Thread: need help with some aggregation magic

need help with some aggregation magic

From

Andreas

Date:

09 June 2011, 10:50:17

hi,
I have a log-table that stores events of users and projects like this
( user_id integer, project_id integer, ts timestamp, event_type integer )

I need an aggregated list of worktime per user, per project, per day.

The users can switch projects during the day so I can't work this out 
with min(ts) and max(ts).

Is there a clever way to get this with SQL ?

Re: need help with some aggregation magic

From

"Oliveiros d'Azevedo Cristina"

Date:

09 June 2011, 11:32:13

The ts means the time the user started on a project ?
Or the time he finished?
Or can mean both? If so, how do you can tell one from the other?
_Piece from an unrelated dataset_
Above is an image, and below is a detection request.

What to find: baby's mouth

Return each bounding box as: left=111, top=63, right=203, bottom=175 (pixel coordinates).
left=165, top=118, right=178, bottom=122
Different 
event_type s ?
Is it correct to assume from your words that an user cannot be in more than 
one project at the time? If so, can't be overlapping, right?

Best,
Oliveiros

----- Original Message ----- 
From: "Andreas" <maps.on@gmx.net>
To: <pgsql-sql@postgresql.org>
Sent: Thursday, June 09, 2011 2:43 PM
Subject: [SQL] need help with some aggregation magic


> hi,
> I have a log-table that stores events of users and projects like this
> ( user_id integer, project_id integer, ts timestamp, event_type integer )
>
> I need an aggregated list of worktime per user, per project, per day.
>
> The users can switch projects during the day so I can't work this out with 
> min(ts) and max(ts).
>
> Is there a clever way to get this with SQL ?
>
> -- 
> Sent via pgsql-sql mailing list (pgsql-sql@postgresql.org)
> To make changes to your subscription:
> http://www.postgresql.org/mailpref/pgsql-sql

Re: need help with some aggregation magic

From

Andreas

Date:

09 June 2011, 13:13:49

The log holds events and the ts is just the timestamp when the event 
occured.
The events are kind of "opened form xxx with id xxx", "clicked button 
xxx", "switched to record xxx", ... They were primarily meant for 
helping me to find possible bugs when the user complains that it doesn't 
work but can't say what he did or where the error came up.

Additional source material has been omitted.